Non-XML files
Indexing CSV/TSV files
BlackLab works best with XML files, because they can contain any kind of (sub)annotations, (embedded or linked) metadata, inline tags, and so on. It is also often easier to display them in BlackLab Frontend (using XSLT). However, if your data is in a non-XML type like CSV, TSV or plain text, and you'd rather not convert it, you can still index it.
For CSV/TSV files, indexing them directly can be done by defining a tabular input format. These are "word-per-line" (WPL) formats, meaning that each line will be interpreted as a single token. Annotations simply specify the column number (or column name, if your input files have them).
(Technical note: BlackLab uses Apache commons-csv to parse tabular files. Not all settings are exposed at the moment. If you find yourself needing access to a setting that isn't exposed via de configuration file yet, please let us know)
Here's a simple example configuration, my-tsv.blf.yaml
, that will parse tab-delimited files produced by the Frog tool:
fileType: tabular
## Options for tabular format
fileTypeOptions:
# TSV (tab-separated values) or CSV (comma-separated values, like Excel)
type: tsv
# Does the file have column names in the first line? [default: false]
columnNames: false
# The delimiter character to use between column values
# [default: comma (",") for CSV, tab ("\t") for TSV]
delimiter: "\t"
# The quote character used around column values (where necessary)
# [default: disable quoting column values]
quote: "\""
annotatedFields:
contents:
annotations:
- name: word # First annotation becomes the main annotation
valuePath: 2 # (1-based) column number or column name (if file has them)
sensitivity: sensitive_insensitive
- name: lemma
valuePath: 3
sensitivity: sensitive_insensitive
- name: pos
valuePath: 5
(Note that the BlackLab JAR includes a default tsv.blf.yaml
that is a bit different: it assumes a file containing column names. The column names are word, lemma and pos)
The Sketch Engine takes a tab-delimited WPL input format that document tags, inline tags and "glue tags" (which indicate that there should be no space between two tokens). Here's a short example:
<doc id="1" title="Test document" author="Jan Niestadt">
<s>
This PRO this
is VRB be
a ART a
test NOU test
<g/>
. SENT .
</s>
</doc>
Here's a configuration to index this format (sketch-wpl.blf.yaml
, already included in the BlackLab JAR):
fileType: tabular
fileTypeOptions:
type: tsv
# allows inline tags such as in Sketch WPL format
# all inline tags encountered will be indexed
inlineTags: true
# interprets <g/> to be a glue tag such as in Sketch WPL format
glueTags: true
# If the file includes "inline tags" like <p></p> and <s></s>,
# (like for example the Sketch Engine WPL format does)

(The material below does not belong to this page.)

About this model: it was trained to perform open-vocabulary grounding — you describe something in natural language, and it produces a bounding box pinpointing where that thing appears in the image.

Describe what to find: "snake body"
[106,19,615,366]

# is it allowed to have separated characters after such a tag?
# [default: false]
allowSeparatorsAfterInlineTags: false
documentPath: doc # looks for document elements such as in Sketch WPL format
# (attributes are automatically indexed as metadata)
annotatedFields:
contents:
annotations:
- name: word # First annotation becomes the main annotation
valuePath: 1
sensitivity: sensitive_insensitive
- name: lemma
valuePath: 3
sensitivity: sensitive_insensitive
- name: pos
valuePath: 2
If one of your columns contains multiple values, for example multiple alternative lemmatizations, use a processing step (action: split
) to split the column value. See also here.

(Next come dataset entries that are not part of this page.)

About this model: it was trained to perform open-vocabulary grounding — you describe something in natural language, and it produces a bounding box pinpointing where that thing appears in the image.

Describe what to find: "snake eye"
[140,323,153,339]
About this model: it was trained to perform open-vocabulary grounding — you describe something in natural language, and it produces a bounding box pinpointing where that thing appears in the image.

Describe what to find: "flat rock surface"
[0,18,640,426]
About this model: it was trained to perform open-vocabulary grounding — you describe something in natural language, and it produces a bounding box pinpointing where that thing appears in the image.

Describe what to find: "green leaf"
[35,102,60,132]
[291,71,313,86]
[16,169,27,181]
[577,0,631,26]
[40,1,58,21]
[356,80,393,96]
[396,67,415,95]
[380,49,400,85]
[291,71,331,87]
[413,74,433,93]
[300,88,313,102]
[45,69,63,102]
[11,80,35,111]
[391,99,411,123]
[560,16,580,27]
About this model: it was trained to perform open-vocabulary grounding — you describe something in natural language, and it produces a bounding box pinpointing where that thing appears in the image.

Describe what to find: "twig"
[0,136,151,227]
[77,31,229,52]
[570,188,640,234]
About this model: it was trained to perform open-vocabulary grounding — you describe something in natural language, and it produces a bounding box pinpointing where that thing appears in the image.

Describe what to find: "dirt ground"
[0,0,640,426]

If you want to index metadata from another file along with each document, you have to use valueField
in the linkValues
section (see here). In the SketchWPL case, in addition to fromInputFile
you can also use any document element attributes, because those are added as metadata fields automatically. So if the document element has an id
attribute, you could use that as a linkValue
to locate the metadata file.
Indexing plain text files
Plain text files don't allow you to use a lot of BlackLab's features and hence don't require a lot of configuration either. If you need specific indexing features for non-tabular, non-XML file formats, please let us know and we will consider adding them. For now, here's how to configure a plain text input format (txt.blf.yaml
, included in the BlackLab JAR):
fileType: text
annotatedFields:
contents:
annotations:
- name: word
valuePath: .
sensitivity: sensitive_insensitive
Note that a plain text format may only have a single annotated field. You cannot specify containerPath or wordPath. For each annotation you define, valuePath must be "." ("the current word"), but you can specify different processing steps for different annotations if you want.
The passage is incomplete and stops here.